Accompanying the honorary Dr. Starr this time around are recent longtime members Steve Lukathaer (Toto) and Gregg Bissonette (ex-David Lee Roth Band), alongside Colin Hay (Men At Work), Hamish Stuart (ex- Average White Band), and Edgard Winter.
Starr, who was still beaming with academic festivities, light-heartedly referred to himself as “doctor” during the show, much to the delight of the Beatle-hungry crowd.
Opening with “Matchbox” (a cover of a Carl Perkins song originally released on the “Beatles For Sale” album), Starr then wasted no time unleashing his most successful solo single “It Don’t Come Easy”, before sharing the spotlight with his comrades.
Winter was first with a slick version of “Free Ride” and Lukathaer followed with Toto’s huge hit from 1982, “Roseanna”.
Mixing a dose of Funk into the set, Stuart led the band on a killer take of “Pick Up the Pieces” (pre-song, Lukathaer told a story about meeting the Average White Band in a restaurant as as a young musician, and was quite proud to play with him after all these years), and Hay released a wonderful version of “Down Under”.
Starr then sang a cover of the Shirelles’ song “Boys”. A personal favorite of Starr, he even performed “Boys” during his induction. the Rock and Roll Hall of Fame in 2015. After the friendly chant “Yellow Submarine”, Starr left the stage and the band continued for a pair of songs in his absence.
After Stuart revived another Average White Band hit, “Cut The Cake” (during which he performed a masterful bass solo), Winter ripped off a nearly 20-minute jam from his “Frankenstein” instrument. While Winter was impressive playing three separate instruments (keyboards, drums, and saxophone), it was Bissonette who stole the moment with a standout drum solo, where he included snippets from other songs like “The End.” by the Beatles, and gave Boston a nod with a little snippet of Aerosmith’s “Walk This Way.”
As Starr returned to the stage, he said he was extremely reluctant to add the next song to his set, but his band insisted he did. He recanted and did a wonderful version of the pop gem “Abbey Road”, “Octopus Garden”. Starr added that this was only the “fourth time” he had performed the song live.

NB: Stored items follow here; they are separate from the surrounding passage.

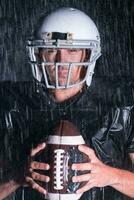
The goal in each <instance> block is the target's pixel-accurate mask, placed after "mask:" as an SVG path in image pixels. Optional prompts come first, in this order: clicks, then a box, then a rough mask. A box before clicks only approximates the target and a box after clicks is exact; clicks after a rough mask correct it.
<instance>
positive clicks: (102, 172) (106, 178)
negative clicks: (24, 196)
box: [72, 145, 116, 193]
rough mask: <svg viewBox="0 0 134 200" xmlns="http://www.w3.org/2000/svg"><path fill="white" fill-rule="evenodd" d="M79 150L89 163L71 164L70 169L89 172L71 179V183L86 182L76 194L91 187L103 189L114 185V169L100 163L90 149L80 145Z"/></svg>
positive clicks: (111, 167) (76, 192)
mask: <svg viewBox="0 0 134 200" xmlns="http://www.w3.org/2000/svg"><path fill="white" fill-rule="evenodd" d="M79 150H80V151H81V152H83V153H85V154H86V155H87V156H88V157H89V159H90V162H89V163H80V164H73V165H72V169H73V170H80V171H85V170H88V171H90V172H89V173H87V174H84V175H79V176H74V177H73V178H72V181H73V182H85V181H86V182H87V183H86V184H85V185H84V186H83V187H82V188H80V189H79V190H77V191H76V193H83V192H85V191H88V190H90V189H91V188H93V187H105V186H108V185H109V186H110V185H113V184H115V182H116V180H115V177H114V176H113V175H114V173H113V171H114V168H112V167H110V166H108V165H105V164H104V163H102V162H101V161H100V160H99V159H98V158H97V157H96V155H95V152H94V151H93V150H92V149H91V148H89V147H87V146H84V145H80V146H79Z"/></svg>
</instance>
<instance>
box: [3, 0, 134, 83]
mask: <svg viewBox="0 0 134 200" xmlns="http://www.w3.org/2000/svg"><path fill="white" fill-rule="evenodd" d="M133 2H134V1H133V0H55V1H54V0H1V1H0V80H29V79H30V74H31V73H30V70H31V69H30V66H29V64H27V58H26V51H25V45H26V40H27V39H28V38H29V36H31V34H32V32H33V31H34V27H35V25H36V24H37V22H38V20H39V18H40V17H41V16H42V15H46V14H47V13H49V12H51V11H53V10H55V9H56V8H59V7H63V6H64V7H75V8H78V9H80V10H82V11H84V12H86V13H87V14H88V15H89V16H90V17H91V18H92V19H93V20H94V22H95V23H96V25H97V27H98V29H99V32H100V35H101V43H102V56H101V58H100V59H99V60H98V62H97V66H96V76H107V77H110V78H115V77H117V78H118V79H120V78H121V77H124V78H125V80H128V78H129V79H131V80H132V79H133V78H134V70H133V67H134V54H133V44H134V41H133V40H134V24H133V18H134V3H133ZM57 23H58V22H57Z"/></svg>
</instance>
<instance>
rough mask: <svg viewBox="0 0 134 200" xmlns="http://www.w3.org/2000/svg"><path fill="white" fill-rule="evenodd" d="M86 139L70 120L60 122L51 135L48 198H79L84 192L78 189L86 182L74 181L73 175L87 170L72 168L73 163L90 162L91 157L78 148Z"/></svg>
mask: <svg viewBox="0 0 134 200" xmlns="http://www.w3.org/2000/svg"><path fill="white" fill-rule="evenodd" d="M81 144H85V141H84V139H83V137H82V135H81V134H80V131H79V130H78V129H77V128H76V126H75V125H74V124H73V123H71V122H69V121H65V120H64V121H63V120H62V121H60V123H59V124H58V125H57V126H56V128H55V129H54V130H53V133H52V134H51V135H49V137H48V141H47V149H48V153H49V154H48V155H49V159H48V160H49V164H50V170H49V174H48V175H49V177H50V182H49V183H48V199H51V200H77V199H79V198H80V196H81V195H82V194H76V190H77V189H78V188H80V187H82V186H83V185H84V184H85V183H86V182H84V183H73V182H72V177H73V176H76V175H80V174H83V173H85V172H81V171H76V170H72V169H71V167H72V164H73V163H83V162H89V158H88V157H87V156H86V155H85V154H83V153H82V152H80V151H79V150H78V145H81Z"/></svg>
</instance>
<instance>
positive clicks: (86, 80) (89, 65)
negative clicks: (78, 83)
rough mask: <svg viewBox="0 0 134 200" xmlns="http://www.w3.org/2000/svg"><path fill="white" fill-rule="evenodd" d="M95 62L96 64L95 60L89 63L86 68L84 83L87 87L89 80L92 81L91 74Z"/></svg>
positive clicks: (92, 70) (93, 73)
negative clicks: (87, 66)
mask: <svg viewBox="0 0 134 200" xmlns="http://www.w3.org/2000/svg"><path fill="white" fill-rule="evenodd" d="M95 64H96V61H95V62H93V63H92V64H89V67H88V69H87V75H86V76H87V77H86V84H87V86H88V87H89V86H90V85H91V82H92V77H93V74H94V68H95Z"/></svg>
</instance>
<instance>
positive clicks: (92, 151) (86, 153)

The 1972 Top 10 hit “Back off Boogaloo” (a purported nod to “glam rock”), led to an exuberant “I Wanna Be Your Man”. While the song (from the Beatles’ second record, “With The Beatles”) was only the second time Starr had sung to a Beatles song (“Boys” was his first recorded lead vocal, on the Fab- Four, “Please Please Me”), was his first crack at a John Lennon/Paul McCartney composition in the studio.
Lukathaer returned to the limelight and the band added a Reggae twist to Toto’s most enduring song, “Africa.” Hay’s high-pitched vocal range on the chorus added to the song’s acidity, and he continued to impress with a heavier guitar-heavy version of his former band’s hit, “Who Can It Be Now”?
At the end of the show, Starr did a sweet version of his lovingly mournful hit “Photograph” (which Starr composed with George Harrison) and closed the show with a glorious “With A Little Help from My Friends.”
At the song’s coda, Starr left the stage, but quickly returned and the band played a bit of the chorus from Lennon’s “Give Peace a Chance”. An excellent choice to end the show in style, while giving a nod to his former Beatles partner.